Çiftçi-Sen açıklamada taleplerini şu şekilde sıraladı:

•İthalata bağımlı tarım politikalarından vazgeçilmelidir.
•Hasat dönemlerinde çiftçilerin ürün fiyatlarını baskılandıran ithalatlardan vazgeçilmelidir.
•Çiftçilerin üretim maliyetlerini karşılayan ve adil geliri garanti eden taban fiyat uygulamaları yapılmalıdır.
•Dünya Ticaret Örgütü den çıkılmalı, Serbest Ticaret Anlaşmaları reddedilmelidir.
•Köylülerin/ çiftçilerin sağlıklı tohuma, toprağa, suya, havaya erişimi sağlanmalı, ekosistemi tahrip eden uygulama ve yatırımlardan vazgeçilmelidir.
•Köylülerin/ çiftçilerin agroekolojik üretime geçişini kolaylaştıran kamu politikaları uygulanmalıdır.
•Köy tüzel kişilikleri, mal varlıkları otlak ve meralarıyla birlikte geri verilmelidir.

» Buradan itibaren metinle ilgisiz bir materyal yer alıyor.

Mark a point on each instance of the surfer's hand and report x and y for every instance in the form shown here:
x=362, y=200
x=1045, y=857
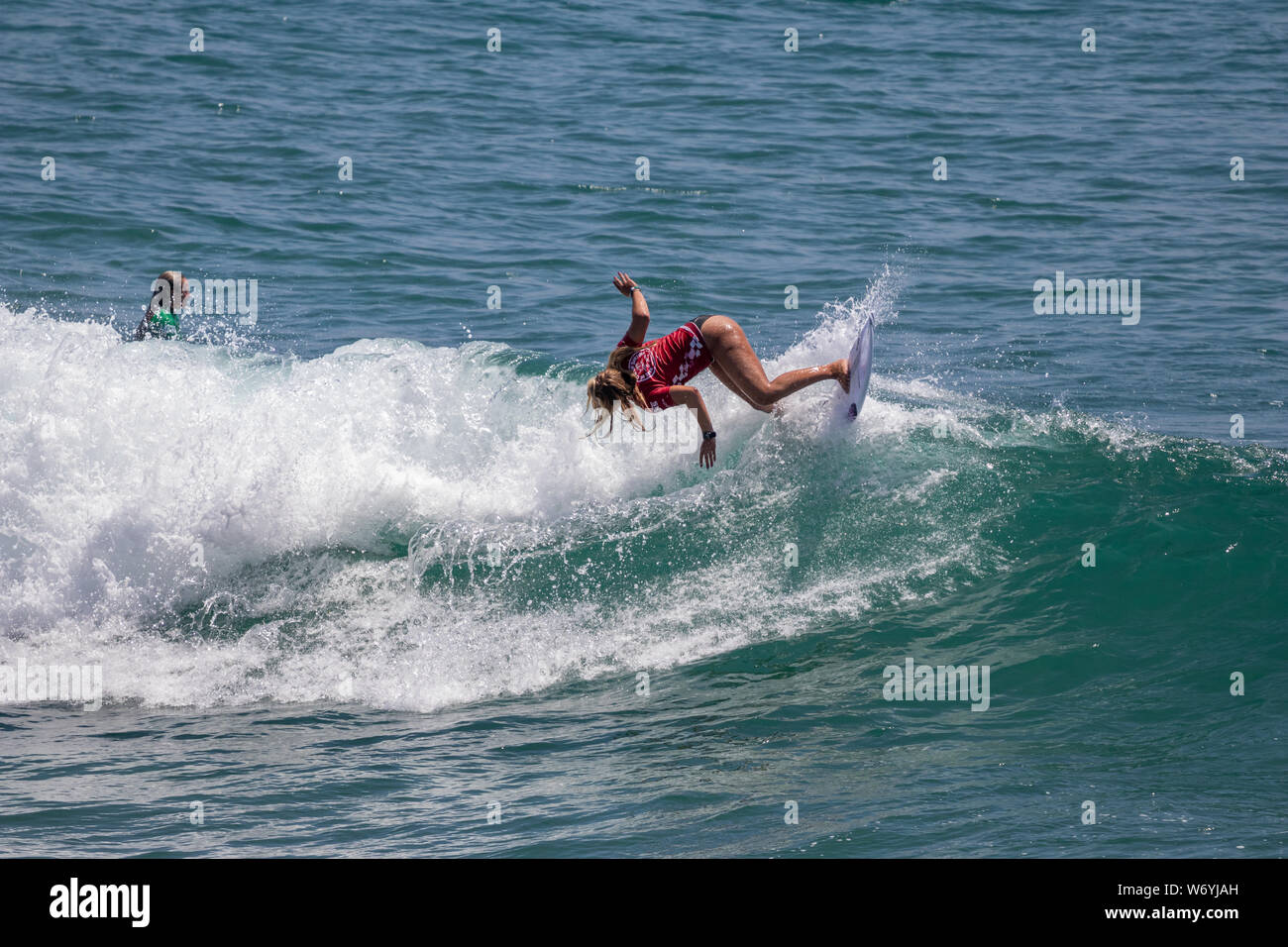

•Çiftçilerin atalık yerel tohumlarla üretim yapmasını zorlaştıran “Tohumculuk Yasası” iptal edilmeli, desteklerden yararlanamayan yerel atalık tohumla üretim yapan çiftçilerin desteklenmeleri sağlanmalıdır.
•Mevsimlik tarım işçileri sosyal güvenceye kavuşturulmalı, iş güvenliği ve işçi sağlığı sağlanmalı, örgütlenmelerinin önünü açan düzenlemeler yapılmalıdır.
•Birleşmiş Milletler Genel Kurulu’nda kabul edilen “Köylülerin ve Kırsal Bölgelerde Yaşayan Diğer Kişilerin Hakları Deklarasyonu”na (Köylü Hakları Deklarasyonu ) uygun iç hukuk düzenlemesi --yapılmalıdır.
•Gıda krizinin sürekli büyüdüğü, yoksulların, emekçilerin gıdaya erişiminin her geçen gün zorlaştığı günümüzde daha adil ve onurlu, halkların kendi kültürlerine uygun, doğayla uyumlu bir gıda sistemi bugün daha fazla ihtiyaçtır ve bunun için kolektif bir çaba gereklidir. Bunun içinde Kır ve kent arasında dayanışma ve sınıf ittifakları kurmaktan ve güçlendirmekten başka çaremiz yoktur.